The present is the prophet of the future, says my text: 'Now we are the sons of God, and' (not 'but') 'it doth not yet appear what we shall be.' Some men say, 'Ah! now are we, but we shall be -- nothing!' John does not think so. John thinks that if a man is a son of God he will always be so. There are three things in this verse, how, if we are God's children, our sonship makes us quite sure of the future; how our sonship leaves us largely in ignorance of the future, but how our sonship flings one bright, all-penetrating beam of light on the only important thing about the future, the clear vision of and the perfect likeness to Him who is our life. 'Now are we the sons of God,' therefore we shall be. We are the sons; we do not know what we shall be. We are the sons, and therefore, though there be a great circumference of blank ignorance as to our future, yet, blessed be His name, there is a great light burning in the middle of it! 'We know that when He shall appear we shall be like Him, for we shall see Him as He is.'
I. The fact of sonship makes us quite sure of the future.
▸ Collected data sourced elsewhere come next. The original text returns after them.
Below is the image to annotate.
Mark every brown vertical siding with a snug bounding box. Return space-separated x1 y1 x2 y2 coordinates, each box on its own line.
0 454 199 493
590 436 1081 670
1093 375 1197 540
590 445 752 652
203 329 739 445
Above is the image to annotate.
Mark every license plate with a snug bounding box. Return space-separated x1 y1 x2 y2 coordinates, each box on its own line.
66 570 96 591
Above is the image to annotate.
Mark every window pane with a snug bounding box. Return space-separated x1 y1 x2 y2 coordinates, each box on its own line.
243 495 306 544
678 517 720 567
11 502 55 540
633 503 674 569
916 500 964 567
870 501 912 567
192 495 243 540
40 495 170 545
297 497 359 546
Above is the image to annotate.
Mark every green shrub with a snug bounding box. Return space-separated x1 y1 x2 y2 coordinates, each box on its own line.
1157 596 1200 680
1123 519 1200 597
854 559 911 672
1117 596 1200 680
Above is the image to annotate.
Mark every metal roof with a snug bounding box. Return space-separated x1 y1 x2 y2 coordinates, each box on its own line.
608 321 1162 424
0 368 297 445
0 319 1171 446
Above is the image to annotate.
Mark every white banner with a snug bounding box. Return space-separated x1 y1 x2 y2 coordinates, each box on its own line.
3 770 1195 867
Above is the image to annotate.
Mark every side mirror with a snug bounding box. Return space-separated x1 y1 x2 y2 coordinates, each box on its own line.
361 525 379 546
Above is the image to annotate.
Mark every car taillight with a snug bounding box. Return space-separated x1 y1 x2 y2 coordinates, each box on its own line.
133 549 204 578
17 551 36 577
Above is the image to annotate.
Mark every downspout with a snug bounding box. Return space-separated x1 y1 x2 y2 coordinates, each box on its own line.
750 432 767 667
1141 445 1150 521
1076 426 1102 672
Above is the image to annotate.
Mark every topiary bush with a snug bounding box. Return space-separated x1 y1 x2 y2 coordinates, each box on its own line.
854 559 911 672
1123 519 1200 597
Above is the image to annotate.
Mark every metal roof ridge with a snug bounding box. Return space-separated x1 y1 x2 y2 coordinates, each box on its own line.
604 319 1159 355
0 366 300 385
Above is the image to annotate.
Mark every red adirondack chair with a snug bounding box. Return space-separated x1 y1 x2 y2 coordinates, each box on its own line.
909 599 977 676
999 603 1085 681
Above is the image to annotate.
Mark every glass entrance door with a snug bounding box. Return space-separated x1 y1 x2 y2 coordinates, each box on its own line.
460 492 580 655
I am not concerned to appraise the relative value of the various arguments and proofs, or, it may be, presumptions, which may recommend the doctrine of a future life to men, but it seems to me that the strongest reasons for believing in another world are these two: -- first, that Jesus Christ was raised from the dead and has gone up there; and, second, that a man here can pray, and trust, and love God, and feel that he is His child. As was noticed in the preceding sermon, the word rendered 'sons' might more accurately be translated 'children.' If so, we may fairly say, 'We are the children of God now -- and if we are children now, we shall be grown up some time.' Childhood leads to maturity. The infant becomes a man.
That is to say, he that here, in an infantile way, is stammering with his poor, unskilled lips the name 'Abba! Father!' will one day come to speak it fully. He that dimly trusts, he that partially loves, he that can lift up his heart in some more or less unworthy prayer and aspiration after God, in all these emotions and exercises, has the great proof in himself that such emotions, such relationship, can never be put an end to. The roots have gone down through the temporal, and have laid hold of the Eternal. Anything seems to me to be more credible than that a man who can look up and say, 'My Father,' shall be crushed by what befalls the mere outside of him; anything seems to me to be more believable than to suppose that the nature which is capable of these elevating emotions and aspirations of confidence and hope, which can know God and yearn after Him, and can love Him, is to be wiped out like a gnat by the finger of Death. The material has nothing to do with these feelings, and if I know myself, in however feeble and imperfect a degree, to be the son of God, I carry in the conviction the very pledge and seal of eternal life. That is a thought 'whose very sweetness yieldeth proof that it was born for immortality.' 'We are the sons of God,' therefore we shall always be so, in all worlds, and whatsoever may become of this poor wrappage in which the soul is shrouded.
We may notice, also, that not only the fact of our sonship avails to assure us of immortal life, but that also the very form which our religious experience takes points in the same direction.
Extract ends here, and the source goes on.